Question

If a diameter of the circle $x^2 + y^2 - 2x - 6y + 6 = 0$ is a chord of another circle $C$ having centre $(2, 1)$, then the radius of the circle $C$ is:

• A. $2$
• B. $\sqrt{3}$
• C. $3$
• D. $\sqrt{5}$
• E. $5$

Hint:

Visualize the geometry: the distance from the center of circle $C$ to the midpoint of its chord (which is the center of $S_1$) is the "perpendicular distance." The radius of $S_1$ is half the chord length.

Answer 1

The Correct Option is C

Concept: When a diameter of circle $S_1$ is a chord of circle $C$, the endpoints of that diameter lie on circle $C$. The center of $S_1$ is the midpoint of this chord.

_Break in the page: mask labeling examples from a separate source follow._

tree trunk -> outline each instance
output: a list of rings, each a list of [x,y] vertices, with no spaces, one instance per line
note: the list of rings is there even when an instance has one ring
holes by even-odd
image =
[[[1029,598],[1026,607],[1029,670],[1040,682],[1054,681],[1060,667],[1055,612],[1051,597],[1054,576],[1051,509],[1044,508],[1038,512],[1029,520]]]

We can use the Pythagorean theorem on the triangle formed by the center of $C$, the center of $S_1$, and an endpoint of the chord.

Step 1: Find the center and radius of the first circle.
Equation: $x^2 + y^2 - 2x - 6y + 6 = 0$.
Comparing with $x^2 + y^2 + 2gx + 2fy + c = 0$:
• Center $C_1 = (-g, -f) = (1, 3)$.

• Radius $r_1 = \sqrt{g^2 + f^2 - c} = \sqrt{(-1)^2 + (-3)^2 - 6} = \sqrt{1 + 9 - 6} = 2$.

Step 2: Calculate the distance between the two centers.
Center of Circle $C$ is $C_2(2, 1)$. Center of $S_1$ is $C_1(1, 3)$. \[ d = \sqrt{(2 - 1)^2 + (1 - 3)^2} = \sqrt{1^2 + (-2)^2} = \sqrt{5} \]

Step 3: Apply the Pythagorean theorem to find radius $R$ of Circle $C$.
The center $C_2$, center $C_1$, and an endpoint of the diameter form a right triangle where $R$ is the hypotenuse: \[ R^2 = d^2 + r_1^2 \] \[ R^2 = (\sqrt{5})^2 + 2^2 = 5 + 4 = 9 \] \[ R = 3 \]